Please help me solve one puzzle.

Long story short: "How do unix_chkpwd and kcheckpass manage to read from /etc/shadow if they run on behalf of a regular user and are not suid executables?"

And now for the long story...

It started with gentoo giving me issues after tar/untaring a working system to a new disk. The KDE screen locker wouldn't accept my password and would log errors in /var/log/auth.log like "check pass; user unknown" or "password check failed for user ...". Some googling revealed that the issue may be with /sbin/unix_chkpwd inability to read from /etc/shadow, and many were suggesting to just do a "chmod u+s /sbin/unix_chkpwd" as a workaround. Apparently on some other distributions this /sbin/unix_chkpwd was indeed an suid executable, but on my other "reference" gentoo install it wasn't, so I ignored that advice. In the end everything got fixed by just reemerging system/pam, that fixed something that tars were not able to preserve, and screen locker started to work normal again. But it still left me wondering about how this all machinery works.

Apparently when the screen is locked there are two processes. One is kscreenlocker_greet, which is showing the graphics and collecting the password. And the other one is kcheckpass. Both are started and are constantly running for as long as the screen lock is active. They're communicating through an AF_UNIX socket, and I can see the greeter passing my password to kcheckpass for validation. kcheckpass is loading a bunch of pam DLLs and is eventually spawning /sbin/unix_chkpwd, which validates password by reading /etc/shadow file.

What's bugging me is that kcheckpass appears to be running with my credentials. At least "ps -eo uid,euid,suid" shows UID 1000 and nothing else. An strace of kcheckpass reveals that it spawns /sbin/unix_chkpwd and is passing it my name for validation via arguments. Later it feeds my password to it via pipe. According to the traces that /sbin/unix_chkpwd subsequently manages to open /etc/shadow file just fine (even though /etc/shadow is owned by root:root and has 640 permissions). I don't see any suid executables in the chain, and the trace even shows a geteuid() call returning 1000 right before doing an execve(/sbin/unix_chkpwd).

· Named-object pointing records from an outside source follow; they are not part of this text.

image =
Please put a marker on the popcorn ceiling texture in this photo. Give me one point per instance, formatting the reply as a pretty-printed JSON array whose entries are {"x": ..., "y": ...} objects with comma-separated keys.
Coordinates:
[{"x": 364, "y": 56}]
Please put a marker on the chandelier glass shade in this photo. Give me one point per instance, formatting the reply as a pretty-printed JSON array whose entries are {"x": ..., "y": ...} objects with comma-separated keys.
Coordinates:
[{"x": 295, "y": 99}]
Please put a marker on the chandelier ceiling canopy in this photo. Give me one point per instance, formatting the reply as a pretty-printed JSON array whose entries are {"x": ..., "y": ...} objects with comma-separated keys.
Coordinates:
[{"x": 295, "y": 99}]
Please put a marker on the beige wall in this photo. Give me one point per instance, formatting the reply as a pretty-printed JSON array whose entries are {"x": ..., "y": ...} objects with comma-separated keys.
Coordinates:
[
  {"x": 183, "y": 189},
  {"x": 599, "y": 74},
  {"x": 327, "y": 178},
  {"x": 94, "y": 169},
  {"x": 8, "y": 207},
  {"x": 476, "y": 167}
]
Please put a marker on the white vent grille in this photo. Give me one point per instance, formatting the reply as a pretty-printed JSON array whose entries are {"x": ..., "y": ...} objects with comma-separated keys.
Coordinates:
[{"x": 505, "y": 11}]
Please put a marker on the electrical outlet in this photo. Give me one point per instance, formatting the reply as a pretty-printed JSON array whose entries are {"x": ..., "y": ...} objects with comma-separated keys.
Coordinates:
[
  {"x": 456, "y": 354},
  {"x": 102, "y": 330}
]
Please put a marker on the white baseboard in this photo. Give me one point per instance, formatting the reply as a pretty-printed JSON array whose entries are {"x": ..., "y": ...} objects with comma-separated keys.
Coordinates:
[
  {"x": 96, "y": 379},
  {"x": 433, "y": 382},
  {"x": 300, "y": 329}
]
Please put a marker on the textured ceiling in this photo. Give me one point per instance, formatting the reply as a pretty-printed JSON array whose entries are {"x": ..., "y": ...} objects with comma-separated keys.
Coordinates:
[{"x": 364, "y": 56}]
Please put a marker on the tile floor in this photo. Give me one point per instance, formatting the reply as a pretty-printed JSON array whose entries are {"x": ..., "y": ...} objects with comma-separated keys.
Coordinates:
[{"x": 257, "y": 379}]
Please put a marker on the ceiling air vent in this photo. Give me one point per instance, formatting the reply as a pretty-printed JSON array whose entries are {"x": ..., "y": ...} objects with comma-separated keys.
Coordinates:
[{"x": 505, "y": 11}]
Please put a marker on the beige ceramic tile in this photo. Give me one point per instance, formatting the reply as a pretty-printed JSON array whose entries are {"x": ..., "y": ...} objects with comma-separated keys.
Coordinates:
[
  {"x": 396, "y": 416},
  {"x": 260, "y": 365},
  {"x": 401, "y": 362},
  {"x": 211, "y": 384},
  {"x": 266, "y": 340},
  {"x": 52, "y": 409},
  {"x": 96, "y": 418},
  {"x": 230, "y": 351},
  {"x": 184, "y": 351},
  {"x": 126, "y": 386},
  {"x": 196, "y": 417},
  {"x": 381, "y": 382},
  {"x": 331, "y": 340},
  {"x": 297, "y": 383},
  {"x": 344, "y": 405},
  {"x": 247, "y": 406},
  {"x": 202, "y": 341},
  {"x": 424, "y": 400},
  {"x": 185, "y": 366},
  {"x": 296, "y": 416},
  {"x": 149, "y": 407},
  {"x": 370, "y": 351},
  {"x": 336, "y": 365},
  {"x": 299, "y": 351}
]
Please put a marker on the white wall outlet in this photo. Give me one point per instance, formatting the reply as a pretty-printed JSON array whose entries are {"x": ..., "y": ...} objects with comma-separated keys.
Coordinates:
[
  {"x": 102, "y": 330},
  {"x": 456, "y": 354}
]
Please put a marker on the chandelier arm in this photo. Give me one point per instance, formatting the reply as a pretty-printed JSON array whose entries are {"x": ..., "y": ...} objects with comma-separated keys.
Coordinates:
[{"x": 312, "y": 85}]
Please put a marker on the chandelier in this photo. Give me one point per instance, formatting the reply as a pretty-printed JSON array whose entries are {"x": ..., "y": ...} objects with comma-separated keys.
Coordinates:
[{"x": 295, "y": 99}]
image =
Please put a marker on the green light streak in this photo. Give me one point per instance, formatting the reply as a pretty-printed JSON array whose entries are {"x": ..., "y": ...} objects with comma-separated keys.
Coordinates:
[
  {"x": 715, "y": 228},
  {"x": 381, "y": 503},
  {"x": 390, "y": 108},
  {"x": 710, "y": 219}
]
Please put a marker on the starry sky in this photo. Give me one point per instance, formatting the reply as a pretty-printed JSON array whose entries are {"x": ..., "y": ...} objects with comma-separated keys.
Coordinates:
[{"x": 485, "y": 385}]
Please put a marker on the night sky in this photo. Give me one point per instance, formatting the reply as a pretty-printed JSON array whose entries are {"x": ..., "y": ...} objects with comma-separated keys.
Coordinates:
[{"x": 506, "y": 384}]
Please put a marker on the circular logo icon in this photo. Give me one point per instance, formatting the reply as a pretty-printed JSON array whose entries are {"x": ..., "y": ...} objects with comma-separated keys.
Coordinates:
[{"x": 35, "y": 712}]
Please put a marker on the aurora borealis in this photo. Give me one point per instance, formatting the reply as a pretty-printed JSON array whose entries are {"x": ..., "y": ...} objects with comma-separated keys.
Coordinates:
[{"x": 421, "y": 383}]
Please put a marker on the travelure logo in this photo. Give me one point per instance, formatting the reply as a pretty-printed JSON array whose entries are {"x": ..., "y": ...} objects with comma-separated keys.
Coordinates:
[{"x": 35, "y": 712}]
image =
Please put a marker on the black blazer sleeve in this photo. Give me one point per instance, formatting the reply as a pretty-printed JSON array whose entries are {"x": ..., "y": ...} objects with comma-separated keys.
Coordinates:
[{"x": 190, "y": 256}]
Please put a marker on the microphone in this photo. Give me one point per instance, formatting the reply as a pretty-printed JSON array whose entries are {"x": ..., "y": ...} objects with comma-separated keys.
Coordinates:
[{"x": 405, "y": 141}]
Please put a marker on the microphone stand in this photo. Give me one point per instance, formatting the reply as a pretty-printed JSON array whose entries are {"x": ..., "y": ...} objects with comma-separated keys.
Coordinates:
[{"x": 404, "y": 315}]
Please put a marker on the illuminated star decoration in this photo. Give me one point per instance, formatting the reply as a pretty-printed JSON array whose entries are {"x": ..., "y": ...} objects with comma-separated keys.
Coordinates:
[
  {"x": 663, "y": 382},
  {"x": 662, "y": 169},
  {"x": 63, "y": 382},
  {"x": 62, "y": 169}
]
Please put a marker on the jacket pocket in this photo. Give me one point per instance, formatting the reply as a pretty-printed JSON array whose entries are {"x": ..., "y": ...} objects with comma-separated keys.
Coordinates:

So how in the world does this work? What mechanism am I missing here, and how do unprivileged processes manage to read from /etc/shadow file to validate my password?? I found some interesting read here (https://blog.martin-graesslin.com/blog/ ... en-locker/), that reveals that there is indeed some trickery going on, but still doesn't fully answer my question.

Oooooh, I'll answer my own question... It's not KDE-related at all. Turns out that even though unix_chkpwd isn't an suid program, it has fancy security capabilities associated with it. That also explains why things stopped working after tar/untar-ing the system: tar doesn't preserve them. This capability business is nasty though. Unless you know what to look for, you have no idea what's going on...

/sbin # ls -l unix_chkpwd
-rwx--x--x 1 root root 31184 Apr 25 19:53 unix_chkpwd

/sbin # getfacl unix_chkpwd
# file: unix_chkpwd
# owner: root
# group: root
user::rwx
group::--x
other::--x

/sbin # getcap unix_chkpwd
unix_chkpwd = cap_dac_override+ep

This post is a great help! I encountered the same problem in the same circumstance.

I took the time to register just to thank you - I have been looking for a solution for quite some time, thanks to your post I can now unlock KDE again!